Participants: Lucas Braun, AJ Dreher, Jacob Grossbard, Declan Dawson Taylor (In spirit)

It all started at the November 4th exec meeting. Jacob, Haley Foladare, and Declan were sitting in on the meeting and giving their sage advice from their years on exec. During the meeting, the topic of firewood at Brew was brought up. I proposed, based on Settare Shariati’s suggestion earlier that week, that we go up that weekend to chop some more wood and move the piles that are already scattered around the trail to the hut. AJ, Declan, and Jacob hopped on board, and Jacob went about procuring the VOC chainsaw and some axes.

On Friday night, we were getting ready for the overnight endeavour, when we checked the forecast and realized it would be raining something like 70 mm on Saturday.
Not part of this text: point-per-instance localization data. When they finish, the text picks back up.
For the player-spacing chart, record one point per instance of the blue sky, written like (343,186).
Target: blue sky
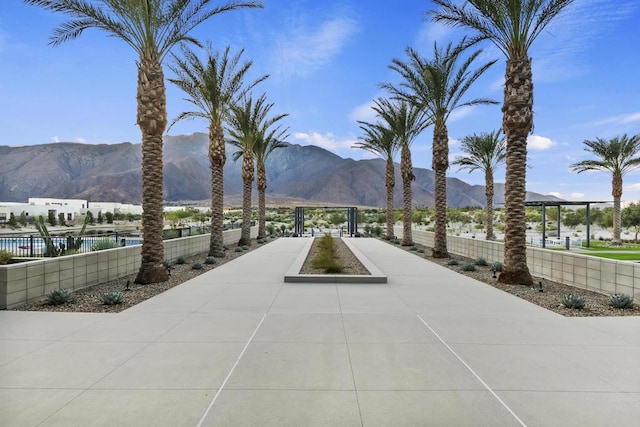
(325,61)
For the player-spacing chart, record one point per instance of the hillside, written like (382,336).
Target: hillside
(299,173)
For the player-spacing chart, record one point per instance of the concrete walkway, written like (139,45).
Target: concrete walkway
(239,347)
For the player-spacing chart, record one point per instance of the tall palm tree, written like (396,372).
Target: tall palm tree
(213,87)
(152,28)
(484,152)
(437,86)
(263,148)
(249,127)
(405,122)
(378,139)
(512,26)
(617,157)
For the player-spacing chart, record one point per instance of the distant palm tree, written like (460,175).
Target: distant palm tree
(263,148)
(512,26)
(378,139)
(617,157)
(152,28)
(213,87)
(405,122)
(485,152)
(437,86)
(249,127)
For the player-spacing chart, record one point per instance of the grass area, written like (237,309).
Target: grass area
(616,256)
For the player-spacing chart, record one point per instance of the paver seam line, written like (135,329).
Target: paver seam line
(213,401)
(473,372)
(346,340)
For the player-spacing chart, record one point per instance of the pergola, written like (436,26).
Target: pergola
(559,204)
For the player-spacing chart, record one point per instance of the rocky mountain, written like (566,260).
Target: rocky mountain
(301,173)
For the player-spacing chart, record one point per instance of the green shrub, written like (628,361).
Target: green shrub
(5,257)
(104,243)
(573,301)
(59,296)
(481,262)
(621,301)
(112,298)
(468,267)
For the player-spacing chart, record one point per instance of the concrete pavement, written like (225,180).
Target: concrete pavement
(239,347)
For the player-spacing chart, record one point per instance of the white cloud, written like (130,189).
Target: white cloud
(363,112)
(301,51)
(328,140)
(539,143)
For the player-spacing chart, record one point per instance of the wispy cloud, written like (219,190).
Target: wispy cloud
(539,143)
(301,50)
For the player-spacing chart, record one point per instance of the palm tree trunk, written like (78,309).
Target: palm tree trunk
(262,189)
(488,192)
(440,165)
(407,177)
(152,119)
(390,182)
(247,183)
(617,212)
(517,123)
(217,158)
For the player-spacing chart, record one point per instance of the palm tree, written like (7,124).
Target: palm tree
(248,128)
(378,139)
(617,156)
(437,86)
(213,87)
(263,148)
(512,26)
(405,122)
(152,28)
(485,152)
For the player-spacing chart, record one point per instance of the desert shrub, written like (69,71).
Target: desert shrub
(112,298)
(5,257)
(481,262)
(104,243)
(468,267)
(573,301)
(621,301)
(58,297)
Seeing this apocalyptic prophecy made us shift gears to a day trip on Sunday to simply chop wood instead.

Sunday morning came around, and Declan announced that he wasn’t feeling great, and would sadly not be joining us. He offered to leave his axe out for AJ to pick up. When AJ got to Declan’s, he was not awake, and the axe was not on the porch. AJ picked the rest of us up, and we resolved to buy an axe in Squamish to make up for Declan’s missing chopping implement.

We could have bought an identical axe to the one Jacob had bought earlier that week. It was around $100 however. So instead, we paid half of that for an 8 lb behemoth of an axe that we affectionately named “the cudgel”.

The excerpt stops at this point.